My Lua BLE dissector is not called for a GATT Read Blob Response
I am implementing a set of Lua dissectors in order to dissect a proprietary BLE GATT based protocol.
One of the BLE characteristics to read is too long to fit in a standard HCI frame. The protocol does not use the HCI ACL "Reassemble ACL fragments" option, but does
- A GATT Read Request that returns the first 22 bytes
- A GATT Read Blob request for the remaining 10 bytes at offset 22
If have a lua dissector p_nexxt_ccdtr to handle these 2 messages and assemble them. It is registered as
local bt_dissector = DissectorTable.get("bluetooth.uuid")
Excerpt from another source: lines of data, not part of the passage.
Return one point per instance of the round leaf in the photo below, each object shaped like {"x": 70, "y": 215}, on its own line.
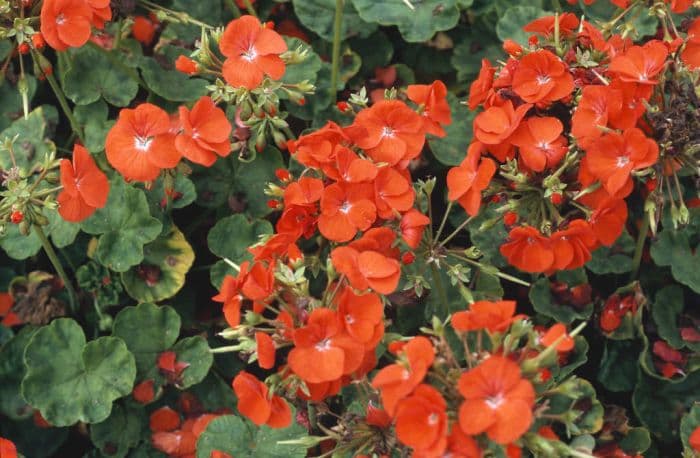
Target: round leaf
{"x": 125, "y": 225}
{"x": 69, "y": 380}
{"x": 162, "y": 273}
{"x": 147, "y": 330}
{"x": 415, "y": 24}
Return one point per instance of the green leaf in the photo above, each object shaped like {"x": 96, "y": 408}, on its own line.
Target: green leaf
{"x": 147, "y": 330}
{"x": 230, "y": 238}
{"x": 318, "y": 15}
{"x": 125, "y": 225}
{"x": 545, "y": 303}
{"x": 18, "y": 246}
{"x": 616, "y": 259}
{"x": 417, "y": 24}
{"x": 162, "y": 273}
{"x": 510, "y": 25}
{"x": 32, "y": 137}
{"x": 96, "y": 125}
{"x": 668, "y": 305}
{"x": 11, "y": 374}
{"x": 618, "y": 366}
{"x": 689, "y": 423}
{"x": 232, "y": 435}
{"x": 63, "y": 233}
{"x": 120, "y": 432}
{"x": 251, "y": 180}
{"x": 452, "y": 149}
{"x": 69, "y": 380}
{"x": 659, "y": 404}
{"x": 195, "y": 352}
{"x": 672, "y": 248}
{"x": 93, "y": 75}
{"x": 171, "y": 84}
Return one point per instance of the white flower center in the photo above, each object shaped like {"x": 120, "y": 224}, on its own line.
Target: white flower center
{"x": 622, "y": 161}
{"x": 387, "y": 132}
{"x": 250, "y": 55}
{"x": 142, "y": 144}
{"x": 495, "y": 401}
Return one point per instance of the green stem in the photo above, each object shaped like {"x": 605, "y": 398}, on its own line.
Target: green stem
{"x": 233, "y": 7}
{"x": 456, "y": 231}
{"x": 440, "y": 289}
{"x": 249, "y": 8}
{"x": 61, "y": 99}
{"x": 444, "y": 220}
{"x": 48, "y": 248}
{"x": 335, "y": 69}
{"x": 639, "y": 248}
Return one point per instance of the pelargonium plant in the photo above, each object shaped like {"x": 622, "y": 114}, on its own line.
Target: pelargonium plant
{"x": 440, "y": 228}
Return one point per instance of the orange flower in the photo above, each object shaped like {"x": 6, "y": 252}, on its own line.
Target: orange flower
{"x": 141, "y": 143}
{"x": 393, "y": 193}
{"x": 396, "y": 381}
{"x": 541, "y": 77}
{"x": 265, "y": 348}
{"x": 694, "y": 439}
{"x": 596, "y": 105}
{"x": 205, "y": 133}
{"x": 252, "y": 52}
{"x": 389, "y": 132}
{"x": 572, "y": 246}
{"x": 362, "y": 316}
{"x": 481, "y": 87}
{"x": 495, "y": 125}
{"x": 554, "y": 333}
{"x": 528, "y": 250}
{"x": 85, "y": 186}
{"x": 421, "y": 422}
{"x": 612, "y": 157}
{"x": 466, "y": 181}
{"x": 640, "y": 64}
{"x": 255, "y": 402}
{"x": 322, "y": 351}
{"x": 497, "y": 400}
{"x": 186, "y": 65}
{"x": 433, "y": 99}
{"x": 143, "y": 30}
{"x": 101, "y": 12}
{"x": 541, "y": 142}
{"x": 491, "y": 316}
{"x": 367, "y": 269}
{"x": 66, "y": 23}
{"x": 345, "y": 209}
{"x": 413, "y": 224}
{"x": 7, "y": 448}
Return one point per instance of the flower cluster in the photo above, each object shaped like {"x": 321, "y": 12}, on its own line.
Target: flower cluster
{"x": 565, "y": 118}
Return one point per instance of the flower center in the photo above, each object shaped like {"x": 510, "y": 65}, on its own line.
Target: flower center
{"x": 433, "y": 419}
{"x": 495, "y": 401}
{"x": 622, "y": 161}
{"x": 250, "y": 55}
{"x": 324, "y": 345}
{"x": 543, "y": 79}
{"x": 387, "y": 132}
{"x": 142, "y": 144}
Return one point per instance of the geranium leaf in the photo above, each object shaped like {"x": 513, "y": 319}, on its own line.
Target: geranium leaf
{"x": 162, "y": 273}
{"x": 417, "y": 24}
{"x": 124, "y": 225}
{"x": 69, "y": 380}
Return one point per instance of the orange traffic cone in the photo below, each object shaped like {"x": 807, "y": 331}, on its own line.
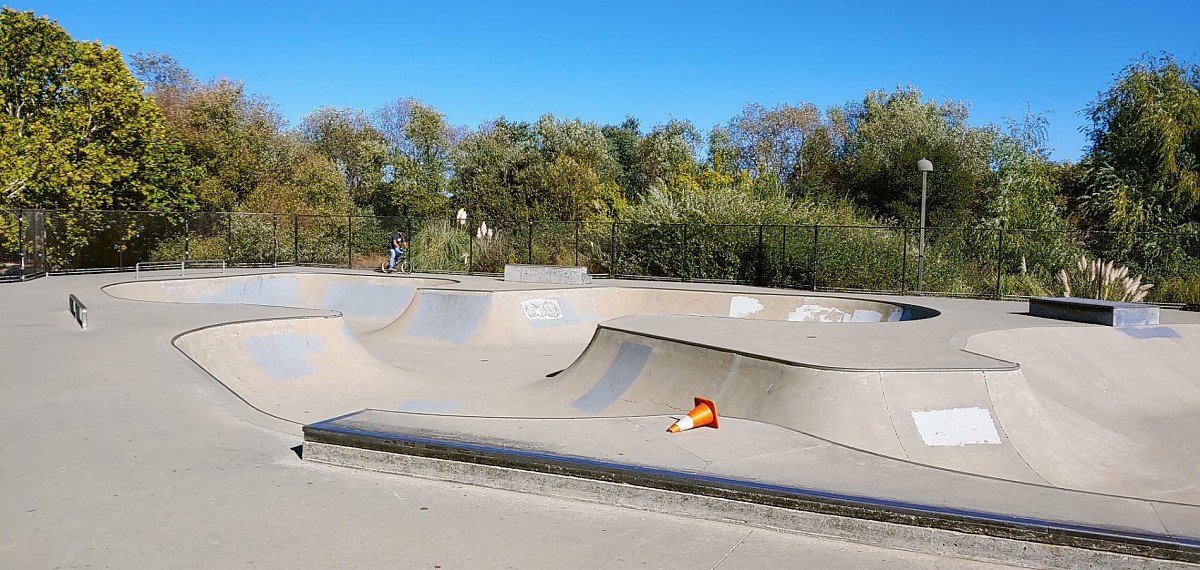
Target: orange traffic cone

bt_dissector:add(<proprietary 128 bit UUID>", p_nexxt_ccdtr)
This dissector is correctly triggered by the Read response, but not the Read Blob response. Wireshark shows for both response messages the same information on the ATT protocol layer, including the correct UUIDs.
I see in packet-btatt.c:dissect_btatt() that the opcodes 0x0b (Read Response) and 0x0d (Read Blob Response) are treated differently, but could not figure out what is going on.
Why is my "bluetooth.uuid" dissector hit for a Read response, but not a Read Blob response?